Raisedon Baya
MY first serious read was a strange one — very strange for a young boy living right in the middle of a township. I was in Form One at Sobukhazi Secondary School and had just joined the Mzilikazi community library’s senior section. Why I joined the library when most of my friends and young boys my age were not members and not interested in becoming members of the library I don’t know even up to this day. (Some of my friends and peers even went to their graves without seeing the inside of a public library.)
Books were not the in-thing for young boys growing in Makokoba then. Young boys my age played hard, smoked hard, gambled hard, and hustled hard. There was no time to waste, no time for books and what many called girlish activities. Up to this day I still don’t remember why I went against the grain and joined the public library. However, that decision did change the course of my life and stirred me away from danger and early death.
So there I was in the library, moving from one shelf to another looking for my first serious read. The library was always a cool place. The place had a good air conditioner that tirelessly blew some soft breeze around the room daily. It’s floors were always sparkling clean as if the building didn’t belong in the township. You entered the building and immediately forgot that you were in the middle of Mzilikazi Township. After walking around, marvelling at the stacks and stacks of books neatly covered in plastic, I stopped at the African Section. Later this section became my favourite corner of the library for many years.
I remember picking a few tittles before I saw it. I don’t know what drew me to the book but I remember holding Buchi Emecheta’s The Joys of Motherhood in my hands and feeling very excited. (See why I said it was a strange choice.) Why this particular title, I have always wondered. I was just a boy, and very adventurous too, so why was I attracted to The Joys of Motherhood? My mother was not a joyful woman or mother then — she had too much to do and too many children to look after for her to sit down and savour the real joys of motherhood. Perhaps I took the book because it was the kind of book I wished her to read — just so that for a moment she could feel some happiness for contributing to the human race. (The basis of the novel is the necessity for a woman to be fertile, and above all give birth to sons — and my mother has six sons!)

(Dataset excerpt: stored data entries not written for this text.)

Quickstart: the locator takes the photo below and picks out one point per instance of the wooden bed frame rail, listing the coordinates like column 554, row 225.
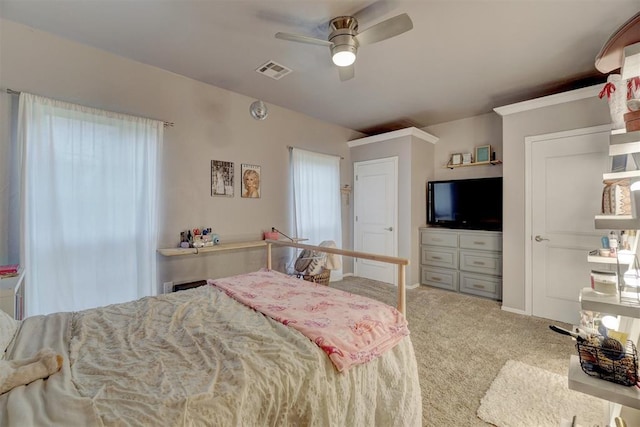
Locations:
column 400, row 262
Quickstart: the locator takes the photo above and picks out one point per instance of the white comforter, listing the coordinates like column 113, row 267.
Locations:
column 198, row 357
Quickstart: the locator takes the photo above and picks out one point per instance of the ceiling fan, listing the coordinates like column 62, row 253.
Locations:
column 344, row 39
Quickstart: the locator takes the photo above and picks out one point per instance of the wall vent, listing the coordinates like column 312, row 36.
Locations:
column 274, row 70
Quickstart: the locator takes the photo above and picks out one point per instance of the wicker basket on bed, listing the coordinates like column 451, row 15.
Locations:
column 321, row 278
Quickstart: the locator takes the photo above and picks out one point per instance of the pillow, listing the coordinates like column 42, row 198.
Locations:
column 317, row 262
column 8, row 328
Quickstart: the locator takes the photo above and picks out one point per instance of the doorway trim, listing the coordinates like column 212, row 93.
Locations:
column 528, row 221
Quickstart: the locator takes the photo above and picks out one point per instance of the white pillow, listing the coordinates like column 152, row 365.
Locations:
column 317, row 262
column 8, row 328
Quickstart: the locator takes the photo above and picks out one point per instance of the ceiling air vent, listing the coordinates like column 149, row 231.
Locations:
column 273, row 69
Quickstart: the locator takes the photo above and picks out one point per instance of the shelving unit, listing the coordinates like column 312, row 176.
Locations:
column 619, row 396
column 463, row 165
column 216, row 248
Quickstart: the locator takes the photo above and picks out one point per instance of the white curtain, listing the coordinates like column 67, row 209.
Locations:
column 316, row 198
column 89, row 205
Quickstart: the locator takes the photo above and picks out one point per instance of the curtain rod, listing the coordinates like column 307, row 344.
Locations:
column 164, row 123
column 290, row 147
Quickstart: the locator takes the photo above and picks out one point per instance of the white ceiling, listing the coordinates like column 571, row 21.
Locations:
column 462, row 58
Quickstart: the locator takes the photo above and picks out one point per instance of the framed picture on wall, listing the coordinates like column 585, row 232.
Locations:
column 483, row 154
column 221, row 178
column 251, row 181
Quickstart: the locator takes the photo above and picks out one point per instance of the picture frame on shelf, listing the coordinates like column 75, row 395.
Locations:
column 483, row 154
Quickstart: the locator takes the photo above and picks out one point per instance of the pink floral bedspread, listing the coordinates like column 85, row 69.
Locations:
column 351, row 329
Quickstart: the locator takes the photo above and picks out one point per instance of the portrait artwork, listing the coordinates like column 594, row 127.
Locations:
column 221, row 178
column 251, row 181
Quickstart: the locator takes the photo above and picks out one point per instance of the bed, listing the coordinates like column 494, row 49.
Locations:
column 202, row 357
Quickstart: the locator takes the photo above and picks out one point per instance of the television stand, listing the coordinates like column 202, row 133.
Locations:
column 460, row 260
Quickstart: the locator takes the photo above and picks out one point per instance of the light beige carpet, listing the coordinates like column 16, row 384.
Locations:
column 461, row 344
column 523, row 395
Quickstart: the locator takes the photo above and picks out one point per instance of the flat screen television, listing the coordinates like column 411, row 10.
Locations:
column 474, row 204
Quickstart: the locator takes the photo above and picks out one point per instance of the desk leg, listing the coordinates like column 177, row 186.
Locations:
column 268, row 256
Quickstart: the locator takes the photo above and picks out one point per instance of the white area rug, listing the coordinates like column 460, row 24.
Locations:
column 523, row 395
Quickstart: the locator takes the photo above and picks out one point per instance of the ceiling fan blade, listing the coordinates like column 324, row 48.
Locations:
column 347, row 73
column 385, row 29
column 303, row 39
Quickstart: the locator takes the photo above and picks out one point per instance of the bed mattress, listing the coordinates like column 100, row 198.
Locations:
column 198, row 357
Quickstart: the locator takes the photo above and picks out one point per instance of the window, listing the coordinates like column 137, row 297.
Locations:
column 89, row 217
column 316, row 198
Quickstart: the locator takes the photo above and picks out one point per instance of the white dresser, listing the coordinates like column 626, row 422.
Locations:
column 466, row 261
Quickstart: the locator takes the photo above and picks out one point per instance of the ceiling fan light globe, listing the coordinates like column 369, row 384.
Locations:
column 344, row 59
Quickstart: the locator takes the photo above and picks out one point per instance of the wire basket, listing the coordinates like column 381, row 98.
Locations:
column 321, row 278
column 610, row 364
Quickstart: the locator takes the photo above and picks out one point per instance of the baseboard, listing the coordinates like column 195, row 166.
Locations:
column 513, row 310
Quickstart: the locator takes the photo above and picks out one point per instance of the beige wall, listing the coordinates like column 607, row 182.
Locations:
column 210, row 123
column 556, row 118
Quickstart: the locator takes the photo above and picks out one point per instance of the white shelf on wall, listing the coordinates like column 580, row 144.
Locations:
column 590, row 300
column 464, row 165
column 215, row 248
column 624, row 143
column 616, row 222
column 232, row 246
column 612, row 176
column 622, row 259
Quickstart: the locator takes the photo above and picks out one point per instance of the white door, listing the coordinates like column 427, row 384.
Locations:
column 375, row 212
column 566, row 193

Whatever the reason was, I took the book home and plunged into the world of literature. My love for words and my serious flirtation with literature began that week. I was also very lucky to have a big brother who was an avid reader as well. My brother read anything printed. He ate words for breakfast, lunch and supper. He devoured books, in all their sizes, shapes and smells. He introduced me to the likes of Desmond Bagley, Robert Ludlum and to naughty writers like James Hadley Chase and Nick Carter. I remember him trying to hide Nick Carter novels from me but I always found them. I learnt to read faster so as not to get caught or to avoid him taking the books back before I finished reading.

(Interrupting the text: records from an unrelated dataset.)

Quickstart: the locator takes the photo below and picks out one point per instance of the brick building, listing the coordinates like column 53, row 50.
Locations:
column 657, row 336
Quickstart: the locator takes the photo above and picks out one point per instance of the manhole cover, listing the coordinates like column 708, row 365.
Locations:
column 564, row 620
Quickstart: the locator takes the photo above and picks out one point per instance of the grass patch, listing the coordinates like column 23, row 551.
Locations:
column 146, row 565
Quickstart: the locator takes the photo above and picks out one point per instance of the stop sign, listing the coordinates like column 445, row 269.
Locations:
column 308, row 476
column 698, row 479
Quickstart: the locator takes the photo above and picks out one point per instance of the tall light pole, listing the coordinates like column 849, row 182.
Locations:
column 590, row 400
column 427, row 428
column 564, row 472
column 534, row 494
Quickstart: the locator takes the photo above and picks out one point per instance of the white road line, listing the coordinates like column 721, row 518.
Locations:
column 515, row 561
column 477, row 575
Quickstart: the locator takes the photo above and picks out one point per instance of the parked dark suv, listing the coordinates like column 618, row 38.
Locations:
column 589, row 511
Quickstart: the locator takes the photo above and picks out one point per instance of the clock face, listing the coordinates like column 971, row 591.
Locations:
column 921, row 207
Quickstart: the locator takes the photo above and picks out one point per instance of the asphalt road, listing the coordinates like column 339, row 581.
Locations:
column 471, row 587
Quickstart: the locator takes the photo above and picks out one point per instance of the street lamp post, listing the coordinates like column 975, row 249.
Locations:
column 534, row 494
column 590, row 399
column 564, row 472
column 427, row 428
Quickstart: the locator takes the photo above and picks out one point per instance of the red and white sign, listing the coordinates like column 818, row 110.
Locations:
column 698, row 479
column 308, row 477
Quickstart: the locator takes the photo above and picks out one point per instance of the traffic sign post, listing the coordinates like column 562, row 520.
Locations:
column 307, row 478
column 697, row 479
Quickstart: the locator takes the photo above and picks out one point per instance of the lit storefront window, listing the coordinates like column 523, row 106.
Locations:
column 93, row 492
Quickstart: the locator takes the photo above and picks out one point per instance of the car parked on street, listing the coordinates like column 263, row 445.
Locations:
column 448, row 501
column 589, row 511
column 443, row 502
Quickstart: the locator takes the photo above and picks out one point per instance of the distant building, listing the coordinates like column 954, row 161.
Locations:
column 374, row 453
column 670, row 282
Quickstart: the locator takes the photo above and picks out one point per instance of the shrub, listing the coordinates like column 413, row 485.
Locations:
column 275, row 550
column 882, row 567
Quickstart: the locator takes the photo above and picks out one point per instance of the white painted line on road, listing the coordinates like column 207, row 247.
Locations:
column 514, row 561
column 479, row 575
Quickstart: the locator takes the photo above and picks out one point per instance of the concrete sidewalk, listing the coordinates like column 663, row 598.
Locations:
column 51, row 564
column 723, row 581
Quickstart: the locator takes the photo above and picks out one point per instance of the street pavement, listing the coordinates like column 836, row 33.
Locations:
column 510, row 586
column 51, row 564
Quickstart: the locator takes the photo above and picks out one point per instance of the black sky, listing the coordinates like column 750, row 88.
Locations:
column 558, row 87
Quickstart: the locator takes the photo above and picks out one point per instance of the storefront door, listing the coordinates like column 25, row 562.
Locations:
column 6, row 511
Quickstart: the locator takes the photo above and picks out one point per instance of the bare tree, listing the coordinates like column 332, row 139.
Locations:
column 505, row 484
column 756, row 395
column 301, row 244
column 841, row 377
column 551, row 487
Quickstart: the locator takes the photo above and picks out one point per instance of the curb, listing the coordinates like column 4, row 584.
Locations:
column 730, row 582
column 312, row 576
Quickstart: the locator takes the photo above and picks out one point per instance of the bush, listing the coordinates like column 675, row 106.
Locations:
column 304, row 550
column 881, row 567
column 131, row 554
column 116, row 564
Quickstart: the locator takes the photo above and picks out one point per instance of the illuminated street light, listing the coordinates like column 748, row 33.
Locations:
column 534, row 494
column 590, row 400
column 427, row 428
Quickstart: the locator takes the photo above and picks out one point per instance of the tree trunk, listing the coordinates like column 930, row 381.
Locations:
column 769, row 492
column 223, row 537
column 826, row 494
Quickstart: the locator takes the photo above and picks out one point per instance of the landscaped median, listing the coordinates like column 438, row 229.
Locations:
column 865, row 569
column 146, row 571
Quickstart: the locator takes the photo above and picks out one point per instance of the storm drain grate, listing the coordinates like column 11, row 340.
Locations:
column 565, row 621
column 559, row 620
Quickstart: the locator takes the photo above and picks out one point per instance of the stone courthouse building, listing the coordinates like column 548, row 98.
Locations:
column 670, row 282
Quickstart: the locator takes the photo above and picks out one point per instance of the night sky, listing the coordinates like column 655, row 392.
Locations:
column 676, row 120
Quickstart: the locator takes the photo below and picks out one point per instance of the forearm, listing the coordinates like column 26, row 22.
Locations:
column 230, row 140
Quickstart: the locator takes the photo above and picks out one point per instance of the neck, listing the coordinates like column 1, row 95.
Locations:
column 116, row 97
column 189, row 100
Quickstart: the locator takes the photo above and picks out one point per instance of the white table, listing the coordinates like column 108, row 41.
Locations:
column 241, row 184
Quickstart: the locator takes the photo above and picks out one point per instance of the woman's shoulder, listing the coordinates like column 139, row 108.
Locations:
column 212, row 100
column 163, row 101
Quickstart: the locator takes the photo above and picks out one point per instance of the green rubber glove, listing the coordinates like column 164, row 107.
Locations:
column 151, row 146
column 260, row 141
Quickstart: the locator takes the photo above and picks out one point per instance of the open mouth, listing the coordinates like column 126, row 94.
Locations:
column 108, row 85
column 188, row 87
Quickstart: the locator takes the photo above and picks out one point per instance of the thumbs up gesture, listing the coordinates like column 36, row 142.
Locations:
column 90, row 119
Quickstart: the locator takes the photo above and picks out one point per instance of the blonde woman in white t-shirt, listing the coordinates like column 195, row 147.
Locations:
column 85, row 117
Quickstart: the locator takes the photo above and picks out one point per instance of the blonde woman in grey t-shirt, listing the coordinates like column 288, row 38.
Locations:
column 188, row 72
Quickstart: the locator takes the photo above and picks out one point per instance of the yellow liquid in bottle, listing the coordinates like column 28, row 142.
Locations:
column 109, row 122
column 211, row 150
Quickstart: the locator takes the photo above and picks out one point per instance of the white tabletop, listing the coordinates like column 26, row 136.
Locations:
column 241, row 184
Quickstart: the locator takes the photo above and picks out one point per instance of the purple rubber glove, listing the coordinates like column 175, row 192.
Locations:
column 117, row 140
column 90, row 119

In books I discovered a lot. I discovered priceless treasures. I discovered things neither my parents nor friends and peers could tell me. I discovered a world bigger and much better than Makokoba, Mzilikazi and the other townships I knew. I discovered that words could give me wings, wings I used to fly to places far and beyond. Books took me to countries I never imagined, books introduced me to many cultures. I travelled to Nigeria, South Africa, Ghana, Kenya, Cameroon, Senegal and other African countries — countries I didn’t even know where to place on the world map through the eyes of writers like Ngugi, Es’kia Mphahlele, Njabulo Ndebele, Ousmane Sembene, Kalu Okpi, Micere Mugo, Kalu Opki, Can Themba, Grace Ogot, Nardine Gordimer, Wole Soyinka, Miriama Ba and Chinue Achebe. I travelled to Europe and America on the pages of works by the likes of Agatha Christie, Desmond Bagley, Jefrey Archer, Len Deighton, Leo Tolstoy and many others. Long before I knew what a passport was I had crossed borders. I was introduced to very interesting characters by these writers, some of these characters have stuck with me to this very day.

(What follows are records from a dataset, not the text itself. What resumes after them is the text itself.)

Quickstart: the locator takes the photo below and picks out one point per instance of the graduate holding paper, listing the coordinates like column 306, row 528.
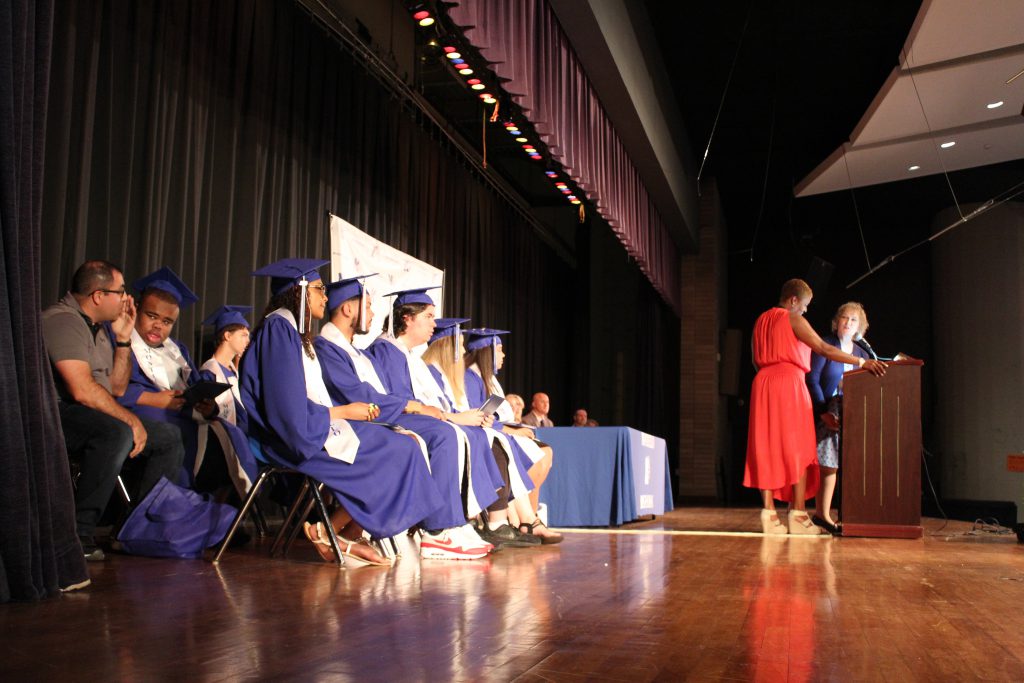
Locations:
column 216, row 452
column 380, row 477
column 350, row 376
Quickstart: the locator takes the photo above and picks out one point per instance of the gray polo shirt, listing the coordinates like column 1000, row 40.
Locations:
column 69, row 336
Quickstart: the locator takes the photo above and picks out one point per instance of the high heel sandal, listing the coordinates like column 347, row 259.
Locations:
column 771, row 526
column 323, row 546
column 545, row 540
column 801, row 524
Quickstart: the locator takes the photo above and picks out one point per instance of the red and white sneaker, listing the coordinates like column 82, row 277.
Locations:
column 449, row 545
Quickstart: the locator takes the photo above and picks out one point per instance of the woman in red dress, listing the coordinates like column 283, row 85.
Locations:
column 781, row 449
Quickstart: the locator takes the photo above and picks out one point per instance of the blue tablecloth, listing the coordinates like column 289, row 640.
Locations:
column 604, row 476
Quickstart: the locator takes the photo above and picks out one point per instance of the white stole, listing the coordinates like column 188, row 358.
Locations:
column 341, row 443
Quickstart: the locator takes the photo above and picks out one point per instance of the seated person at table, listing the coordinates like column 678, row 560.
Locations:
column 485, row 357
column 444, row 360
column 350, row 377
column 87, row 336
column 216, row 453
column 538, row 416
column 407, row 376
column 380, row 477
column 517, row 404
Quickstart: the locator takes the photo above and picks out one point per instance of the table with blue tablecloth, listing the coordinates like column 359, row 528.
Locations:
column 604, row 476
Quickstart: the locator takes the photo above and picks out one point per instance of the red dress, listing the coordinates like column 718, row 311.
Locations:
column 780, row 442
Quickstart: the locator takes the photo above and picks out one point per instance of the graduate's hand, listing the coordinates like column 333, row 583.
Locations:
column 207, row 408
column 432, row 412
column 123, row 324
column 138, row 434
column 829, row 421
column 876, row 368
column 168, row 400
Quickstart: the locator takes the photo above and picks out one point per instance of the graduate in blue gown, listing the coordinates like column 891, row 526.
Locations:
column 350, row 376
column 444, row 358
column 380, row 478
column 216, row 452
column 406, row 377
column 485, row 355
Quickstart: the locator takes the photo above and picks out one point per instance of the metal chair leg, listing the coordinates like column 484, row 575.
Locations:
column 250, row 500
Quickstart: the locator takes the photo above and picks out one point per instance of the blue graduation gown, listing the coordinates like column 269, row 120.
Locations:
column 344, row 385
column 387, row 488
column 237, row 450
column 392, row 369
column 476, row 395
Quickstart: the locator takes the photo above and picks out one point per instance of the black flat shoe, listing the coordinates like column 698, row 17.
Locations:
column 832, row 528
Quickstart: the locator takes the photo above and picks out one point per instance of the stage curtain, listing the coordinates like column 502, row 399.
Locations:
column 527, row 47
column 213, row 137
column 39, row 551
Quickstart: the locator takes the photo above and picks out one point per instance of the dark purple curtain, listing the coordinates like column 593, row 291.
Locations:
column 213, row 137
column 39, row 552
column 528, row 48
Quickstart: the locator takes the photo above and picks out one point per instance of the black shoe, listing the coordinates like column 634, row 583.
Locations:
column 832, row 528
column 510, row 538
column 93, row 553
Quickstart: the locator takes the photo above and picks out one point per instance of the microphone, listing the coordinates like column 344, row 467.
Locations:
column 862, row 343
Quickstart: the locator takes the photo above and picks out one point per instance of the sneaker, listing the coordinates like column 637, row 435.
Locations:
column 93, row 553
column 448, row 546
column 507, row 536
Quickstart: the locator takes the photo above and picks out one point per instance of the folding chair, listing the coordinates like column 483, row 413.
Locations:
column 309, row 495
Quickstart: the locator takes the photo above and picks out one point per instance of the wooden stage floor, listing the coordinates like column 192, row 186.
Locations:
column 642, row 603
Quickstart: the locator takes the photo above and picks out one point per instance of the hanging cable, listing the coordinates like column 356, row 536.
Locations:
column 725, row 92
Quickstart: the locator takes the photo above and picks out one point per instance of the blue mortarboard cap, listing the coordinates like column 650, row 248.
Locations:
column 413, row 296
column 167, row 281
column 225, row 315
column 481, row 337
column 445, row 327
column 343, row 290
column 289, row 271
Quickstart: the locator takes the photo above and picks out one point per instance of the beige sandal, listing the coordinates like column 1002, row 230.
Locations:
column 323, row 546
column 771, row 523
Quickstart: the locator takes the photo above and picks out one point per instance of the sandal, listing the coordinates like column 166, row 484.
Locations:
column 323, row 546
column 545, row 540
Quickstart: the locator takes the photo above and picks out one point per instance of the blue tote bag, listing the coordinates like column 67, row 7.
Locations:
column 172, row 521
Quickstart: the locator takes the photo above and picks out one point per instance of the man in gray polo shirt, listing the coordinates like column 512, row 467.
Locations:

I discovered that I could temporarily escape the poverty and monotony of township through the pages of a book. Books became some form of escapism.
With years I realised the more I read the more I became better at seeing the world. The more I read the more I saw possibilities of getting out of the township. The more I read the more I wanted to write, to share my own stories — stories about where I came from and the people around me. I suddenly wanted my life, my friends’ lives and the world I lived in to also be on pages of books. Reading inspired me to write.
Now I read for pleasure. I read to escape the harsh realities of my surroundings. I read to expand my horizons and knowledge base. I read to feed my insatiable brain. Sometimes I read just to experience the sumptuous taste of good words strung joyfully together into beautiful phrases and sentences. Remember writing is like cooking, it’s art. I read because there is nothing that uplifts my spirits better than good literature. I read because there is so much joy wrapped in ink and paper and this joy is far much better than pizza, a box of chocolate or a bottle of wine. And so today I say enough respect to all writers and storytellers of the world. Thank you for writing and keep the stories coming.